まずは新入社員ですが、新入社員もその組織の一員として自らの成長に自らが責任を持つ必要があります。
新入社員の導入教育における最重要ポイントは、ビジネスパーソンとしての成長の仕方を学び、自ら成長していくための土台を築くことです。なぜなら、「成長マインドセット」や「成長の方法」を身に付けている人は、業務知識・スキルの習得速度が速いし、知識・スキルの活かし方も上手だからです。導入教育としてこの土台がしっかりとできてこそ、自身のキャリア、成長を誰か任せにすることなく、自律的に成長する人材として定着する可能性が高まるのです。
OJTリーダーへの教育で大切なポイント
続いてOJTリーダーへの教育のポイントです。まずは、新入社員と同様にOJTリーダーにも指導者として自ら成長していくための土台づくりをすることが求められます。
自分にとっての意味付け
OJTリーダーを担うことは、自分自身にとってどのような価値があるのか? 自分のキャリアにとって何のメリットがあるのか? を掘り下げ、内発的動機を高めます。
周囲への貢献
OJTリーダーを担うことは、新入社員や 所属部署(上司)、組織全体、そして顧客にとってどのような価値があるのかを理解し、自分が担うことになる役割が全体への貢献につながることを実感できるようにします。
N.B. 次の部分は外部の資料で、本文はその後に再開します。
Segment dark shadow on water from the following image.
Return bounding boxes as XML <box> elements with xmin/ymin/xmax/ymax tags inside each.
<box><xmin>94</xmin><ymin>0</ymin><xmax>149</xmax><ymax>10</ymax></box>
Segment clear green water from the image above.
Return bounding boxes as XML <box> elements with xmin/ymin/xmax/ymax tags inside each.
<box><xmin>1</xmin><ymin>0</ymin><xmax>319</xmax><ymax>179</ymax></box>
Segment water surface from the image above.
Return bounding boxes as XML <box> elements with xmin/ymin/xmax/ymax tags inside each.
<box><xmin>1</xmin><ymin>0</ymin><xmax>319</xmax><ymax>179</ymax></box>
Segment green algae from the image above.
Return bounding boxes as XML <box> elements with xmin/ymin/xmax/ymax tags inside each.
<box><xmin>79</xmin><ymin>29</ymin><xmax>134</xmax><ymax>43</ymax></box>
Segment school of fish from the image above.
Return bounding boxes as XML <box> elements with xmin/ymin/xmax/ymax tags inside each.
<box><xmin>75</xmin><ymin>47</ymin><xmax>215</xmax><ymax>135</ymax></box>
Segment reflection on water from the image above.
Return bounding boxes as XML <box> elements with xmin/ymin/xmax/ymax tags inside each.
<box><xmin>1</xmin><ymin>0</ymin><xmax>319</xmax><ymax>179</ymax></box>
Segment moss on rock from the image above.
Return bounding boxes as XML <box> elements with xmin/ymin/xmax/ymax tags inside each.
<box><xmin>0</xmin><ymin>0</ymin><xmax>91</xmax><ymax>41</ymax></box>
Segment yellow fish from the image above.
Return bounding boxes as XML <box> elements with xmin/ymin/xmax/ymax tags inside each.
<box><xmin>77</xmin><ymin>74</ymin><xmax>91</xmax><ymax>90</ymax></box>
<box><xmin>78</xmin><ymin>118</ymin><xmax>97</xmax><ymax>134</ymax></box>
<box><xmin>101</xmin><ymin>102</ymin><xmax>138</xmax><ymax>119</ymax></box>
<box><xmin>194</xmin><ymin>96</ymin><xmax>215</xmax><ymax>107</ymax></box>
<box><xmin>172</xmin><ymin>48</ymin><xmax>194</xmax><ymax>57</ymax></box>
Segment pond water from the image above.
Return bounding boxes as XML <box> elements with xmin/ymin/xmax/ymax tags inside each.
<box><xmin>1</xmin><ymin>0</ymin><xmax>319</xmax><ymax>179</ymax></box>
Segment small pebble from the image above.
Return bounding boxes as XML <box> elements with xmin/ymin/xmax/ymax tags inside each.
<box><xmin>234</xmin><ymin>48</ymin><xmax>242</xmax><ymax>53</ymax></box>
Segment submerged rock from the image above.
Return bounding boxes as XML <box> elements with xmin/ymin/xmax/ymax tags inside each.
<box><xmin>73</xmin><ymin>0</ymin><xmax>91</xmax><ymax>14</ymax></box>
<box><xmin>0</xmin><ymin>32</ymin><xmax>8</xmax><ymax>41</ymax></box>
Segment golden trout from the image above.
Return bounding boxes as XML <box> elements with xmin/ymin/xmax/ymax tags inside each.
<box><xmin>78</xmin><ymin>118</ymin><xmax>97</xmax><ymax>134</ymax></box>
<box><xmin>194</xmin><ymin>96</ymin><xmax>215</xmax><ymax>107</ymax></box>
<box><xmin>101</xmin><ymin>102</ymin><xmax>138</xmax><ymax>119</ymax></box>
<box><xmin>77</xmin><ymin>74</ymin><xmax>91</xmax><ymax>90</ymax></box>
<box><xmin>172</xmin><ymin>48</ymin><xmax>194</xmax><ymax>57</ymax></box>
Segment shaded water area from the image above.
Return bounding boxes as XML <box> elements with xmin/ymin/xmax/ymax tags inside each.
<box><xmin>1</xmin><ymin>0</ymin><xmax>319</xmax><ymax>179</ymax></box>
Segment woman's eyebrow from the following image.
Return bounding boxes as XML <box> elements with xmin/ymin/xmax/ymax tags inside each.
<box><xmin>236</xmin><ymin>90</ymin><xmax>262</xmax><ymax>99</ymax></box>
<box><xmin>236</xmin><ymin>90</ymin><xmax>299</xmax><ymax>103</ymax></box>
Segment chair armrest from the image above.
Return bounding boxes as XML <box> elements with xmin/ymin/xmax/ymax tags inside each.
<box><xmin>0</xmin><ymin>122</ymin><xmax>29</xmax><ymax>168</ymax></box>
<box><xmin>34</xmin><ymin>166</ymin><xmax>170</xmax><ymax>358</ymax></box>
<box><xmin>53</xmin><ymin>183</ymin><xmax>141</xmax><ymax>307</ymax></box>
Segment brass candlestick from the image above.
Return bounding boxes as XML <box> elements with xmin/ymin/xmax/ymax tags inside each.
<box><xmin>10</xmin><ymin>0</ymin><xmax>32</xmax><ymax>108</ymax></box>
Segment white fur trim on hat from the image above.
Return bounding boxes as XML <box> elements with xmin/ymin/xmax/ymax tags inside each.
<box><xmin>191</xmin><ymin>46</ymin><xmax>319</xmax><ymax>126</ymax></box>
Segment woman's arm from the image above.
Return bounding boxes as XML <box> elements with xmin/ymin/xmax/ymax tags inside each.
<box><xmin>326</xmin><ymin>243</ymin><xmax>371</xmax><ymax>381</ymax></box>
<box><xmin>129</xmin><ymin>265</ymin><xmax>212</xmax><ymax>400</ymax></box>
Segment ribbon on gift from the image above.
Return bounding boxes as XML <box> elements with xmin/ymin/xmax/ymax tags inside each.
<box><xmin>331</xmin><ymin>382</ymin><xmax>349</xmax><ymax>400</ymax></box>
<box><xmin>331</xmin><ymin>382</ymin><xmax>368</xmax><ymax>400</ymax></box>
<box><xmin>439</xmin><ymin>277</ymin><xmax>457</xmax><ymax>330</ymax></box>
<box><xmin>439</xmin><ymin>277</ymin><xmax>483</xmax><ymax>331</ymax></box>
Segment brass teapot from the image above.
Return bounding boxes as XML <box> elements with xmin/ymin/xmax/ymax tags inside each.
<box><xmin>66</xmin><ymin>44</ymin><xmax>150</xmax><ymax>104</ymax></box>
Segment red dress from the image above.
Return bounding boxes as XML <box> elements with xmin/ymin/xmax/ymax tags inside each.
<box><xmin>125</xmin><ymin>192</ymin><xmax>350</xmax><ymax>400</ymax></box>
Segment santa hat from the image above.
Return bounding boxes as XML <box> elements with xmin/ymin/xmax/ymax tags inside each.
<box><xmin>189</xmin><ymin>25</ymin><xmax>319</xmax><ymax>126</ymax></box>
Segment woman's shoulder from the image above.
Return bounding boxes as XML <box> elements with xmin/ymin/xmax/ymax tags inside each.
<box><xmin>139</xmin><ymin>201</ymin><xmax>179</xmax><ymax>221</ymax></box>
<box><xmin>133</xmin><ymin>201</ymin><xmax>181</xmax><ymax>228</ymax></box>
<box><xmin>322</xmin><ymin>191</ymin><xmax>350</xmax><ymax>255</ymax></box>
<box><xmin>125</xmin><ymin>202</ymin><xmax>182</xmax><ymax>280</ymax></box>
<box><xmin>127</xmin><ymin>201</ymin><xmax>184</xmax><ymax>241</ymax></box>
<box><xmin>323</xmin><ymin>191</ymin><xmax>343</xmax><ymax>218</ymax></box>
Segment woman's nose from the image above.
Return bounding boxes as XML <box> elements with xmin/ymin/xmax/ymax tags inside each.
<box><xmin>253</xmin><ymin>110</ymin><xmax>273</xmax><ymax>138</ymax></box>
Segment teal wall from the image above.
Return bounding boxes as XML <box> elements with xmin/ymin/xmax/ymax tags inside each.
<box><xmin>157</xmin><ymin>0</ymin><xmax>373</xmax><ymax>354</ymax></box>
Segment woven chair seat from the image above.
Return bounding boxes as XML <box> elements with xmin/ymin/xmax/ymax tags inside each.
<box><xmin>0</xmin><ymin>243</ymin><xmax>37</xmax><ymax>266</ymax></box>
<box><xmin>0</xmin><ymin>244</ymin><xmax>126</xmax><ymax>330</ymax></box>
そして、OJTリーダーの上司にあたるマネジャーが、OJTリーダーと新入社員間のコミュニケーションの頻度や深さ、その傾向、新入社員以外の職場メンバーの巻き込み方を見守りながら、新入社員や周囲との信頼関係が薄れたり、抱え込み状況が見られたら介入し、OJTリーダーとしての役割を果たすことができるように関わっていくことが重要です。
新入社員の導入教育に向けて自社で取り組むことを考える際の一助になれば幸いです。